The image of locals bicycling around Vietnam is a thing of the past – now they are on motor-scooters. Sometimes as many as 6 people, an entire family, are on one; mothers are bottle-feeding children, workers are making deliveries; lots of riders are hauling large plants for the New Year. Well-behaved children smile and wave, geese try to escape, riders don’t seem to worry about their often-precarious loads. Some look like students, many like average workers, and others are quite dressed-up, women even wearing high heels; almost everyone wears a mask against the dust and pollution, and helmets are now required, but not one had any sort of otherwise protective clothing.
As we journeyed out of Saigon/Ho Chi Minh City to and from the Mekong Delta, it became an obsession with us, and everyone in our group, to marvel at the massive tide of motor-scooter riders leaving the city for the holiday. They were in every direction, sometimes even in our lane of traffic, coming straight at us.

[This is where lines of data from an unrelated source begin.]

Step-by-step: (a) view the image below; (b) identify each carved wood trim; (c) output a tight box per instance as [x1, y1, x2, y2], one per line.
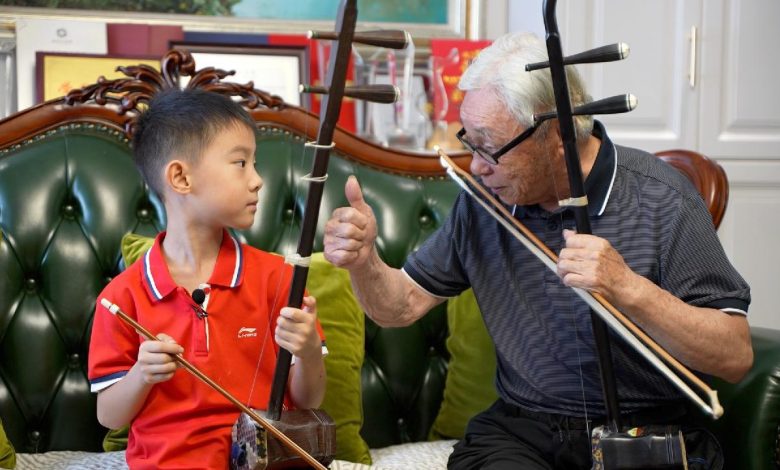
[0, 49, 470, 177]
[250, 106, 471, 177]
[656, 149, 729, 229]
[0, 49, 728, 208]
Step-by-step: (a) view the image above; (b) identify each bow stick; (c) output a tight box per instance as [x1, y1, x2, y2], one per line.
[436, 149, 723, 419]
[266, 0, 410, 421]
[99, 298, 328, 470]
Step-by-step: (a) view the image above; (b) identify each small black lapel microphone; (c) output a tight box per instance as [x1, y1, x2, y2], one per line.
[191, 288, 208, 319]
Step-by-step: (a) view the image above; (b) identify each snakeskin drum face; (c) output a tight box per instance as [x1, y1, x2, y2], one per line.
[231, 412, 268, 470]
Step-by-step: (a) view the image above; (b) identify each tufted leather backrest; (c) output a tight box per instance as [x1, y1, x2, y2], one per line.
[0, 120, 462, 453]
[0, 124, 160, 452]
[0, 50, 473, 452]
[0, 51, 739, 455]
[655, 149, 729, 229]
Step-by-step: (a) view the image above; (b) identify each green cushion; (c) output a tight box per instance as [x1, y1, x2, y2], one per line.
[430, 288, 498, 440]
[113, 234, 371, 463]
[0, 417, 15, 469]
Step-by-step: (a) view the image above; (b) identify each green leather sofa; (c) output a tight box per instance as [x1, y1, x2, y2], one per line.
[0, 51, 778, 469]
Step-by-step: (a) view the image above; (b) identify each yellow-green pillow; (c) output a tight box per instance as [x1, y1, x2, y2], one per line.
[430, 288, 498, 440]
[114, 234, 371, 463]
[0, 418, 16, 469]
[307, 253, 370, 464]
[103, 426, 128, 452]
[120, 232, 154, 267]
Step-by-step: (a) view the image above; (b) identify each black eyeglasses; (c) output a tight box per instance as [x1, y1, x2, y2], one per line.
[456, 121, 542, 165]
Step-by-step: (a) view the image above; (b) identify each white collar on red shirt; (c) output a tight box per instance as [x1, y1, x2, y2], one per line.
[142, 229, 244, 302]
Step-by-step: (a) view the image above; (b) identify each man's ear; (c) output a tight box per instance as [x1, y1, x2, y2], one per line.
[551, 122, 565, 158]
[164, 159, 191, 195]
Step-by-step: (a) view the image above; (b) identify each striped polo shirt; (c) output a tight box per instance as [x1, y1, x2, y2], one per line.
[403, 121, 750, 417]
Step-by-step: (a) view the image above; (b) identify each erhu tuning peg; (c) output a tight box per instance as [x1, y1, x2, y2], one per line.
[526, 43, 630, 72]
[299, 84, 400, 104]
[308, 30, 410, 49]
[534, 94, 637, 125]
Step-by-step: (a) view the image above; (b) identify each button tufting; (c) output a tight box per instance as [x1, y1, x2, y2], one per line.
[30, 430, 40, 441]
[105, 276, 113, 283]
[62, 204, 76, 219]
[283, 207, 295, 223]
[418, 209, 434, 228]
[25, 278, 37, 292]
[137, 208, 150, 220]
[69, 353, 80, 367]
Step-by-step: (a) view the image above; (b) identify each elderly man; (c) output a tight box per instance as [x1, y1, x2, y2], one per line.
[324, 32, 751, 469]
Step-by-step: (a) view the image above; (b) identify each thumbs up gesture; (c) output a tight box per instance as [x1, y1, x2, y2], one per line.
[324, 176, 378, 269]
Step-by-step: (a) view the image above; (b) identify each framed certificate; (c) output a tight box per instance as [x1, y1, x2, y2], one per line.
[171, 43, 308, 108]
[36, 52, 160, 103]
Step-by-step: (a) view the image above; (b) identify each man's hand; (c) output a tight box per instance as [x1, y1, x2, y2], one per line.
[275, 296, 321, 361]
[557, 229, 641, 304]
[323, 176, 378, 269]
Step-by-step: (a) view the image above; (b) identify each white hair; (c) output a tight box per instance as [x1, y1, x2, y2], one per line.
[459, 32, 593, 141]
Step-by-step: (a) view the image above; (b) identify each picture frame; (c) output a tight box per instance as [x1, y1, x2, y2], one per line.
[0, 0, 473, 40]
[35, 51, 160, 104]
[0, 37, 15, 119]
[171, 43, 308, 108]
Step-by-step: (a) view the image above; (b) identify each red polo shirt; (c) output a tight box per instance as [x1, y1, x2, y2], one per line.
[88, 230, 326, 469]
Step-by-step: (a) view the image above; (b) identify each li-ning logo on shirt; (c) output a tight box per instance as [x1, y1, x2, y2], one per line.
[237, 327, 257, 338]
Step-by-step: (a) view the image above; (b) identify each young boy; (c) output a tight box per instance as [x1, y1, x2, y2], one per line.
[88, 89, 326, 469]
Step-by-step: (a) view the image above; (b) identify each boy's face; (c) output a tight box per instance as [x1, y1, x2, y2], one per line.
[188, 123, 261, 230]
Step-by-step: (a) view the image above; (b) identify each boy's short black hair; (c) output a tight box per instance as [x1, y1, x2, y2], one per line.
[133, 88, 257, 197]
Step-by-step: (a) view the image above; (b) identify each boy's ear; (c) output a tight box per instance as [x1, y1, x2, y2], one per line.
[165, 159, 192, 195]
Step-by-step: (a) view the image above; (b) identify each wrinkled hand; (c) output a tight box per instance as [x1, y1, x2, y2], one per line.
[323, 176, 378, 269]
[137, 333, 183, 385]
[275, 296, 321, 361]
[557, 229, 639, 302]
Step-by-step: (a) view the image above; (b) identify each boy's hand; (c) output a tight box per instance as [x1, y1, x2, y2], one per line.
[137, 333, 183, 385]
[275, 296, 321, 361]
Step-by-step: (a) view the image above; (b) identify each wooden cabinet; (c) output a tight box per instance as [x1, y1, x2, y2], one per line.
[560, 0, 700, 152]
[555, 0, 780, 157]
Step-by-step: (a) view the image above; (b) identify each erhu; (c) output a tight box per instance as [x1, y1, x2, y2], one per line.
[233, 1, 410, 469]
[535, 2, 691, 468]
[436, 0, 723, 468]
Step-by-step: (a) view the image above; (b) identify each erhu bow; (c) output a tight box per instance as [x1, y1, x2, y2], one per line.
[98, 299, 328, 470]
[436, 152, 722, 420]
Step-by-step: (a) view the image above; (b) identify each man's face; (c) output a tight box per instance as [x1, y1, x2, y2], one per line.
[460, 87, 563, 207]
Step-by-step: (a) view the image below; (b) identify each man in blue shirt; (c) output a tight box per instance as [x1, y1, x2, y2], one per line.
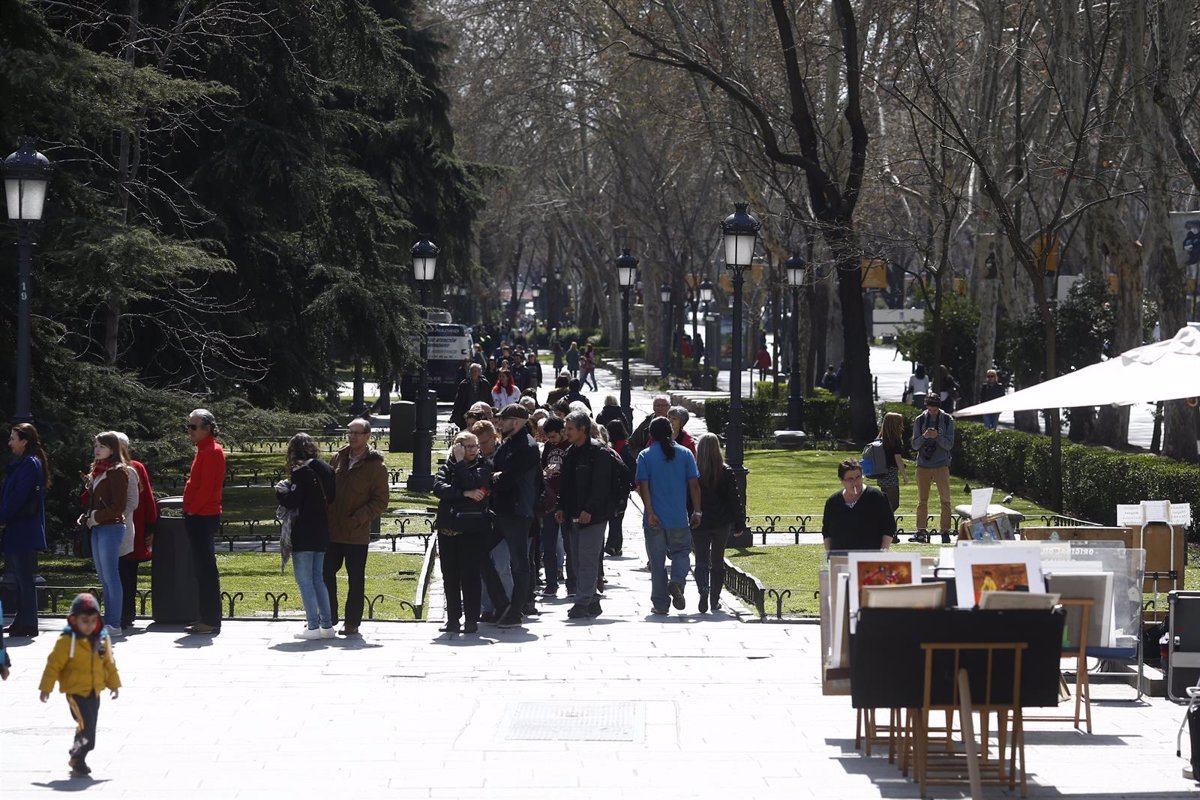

The river is crowded with colorful fishing boats and all sorts of lively boat traffic. After leaving the river, we stopped for a traditional Vietnamese lunch that included “Elephant Ear” fish from the river and fish soup. Unlike some in our group, my husband and I were undaunted by having a whole quick-fried fish placed in front of us, and enjoyed the delicious rolls made with rice paper, the firm fish, noodles and very thin slices of mango (I think it was mango); we did ask our server to leave out the lettuce.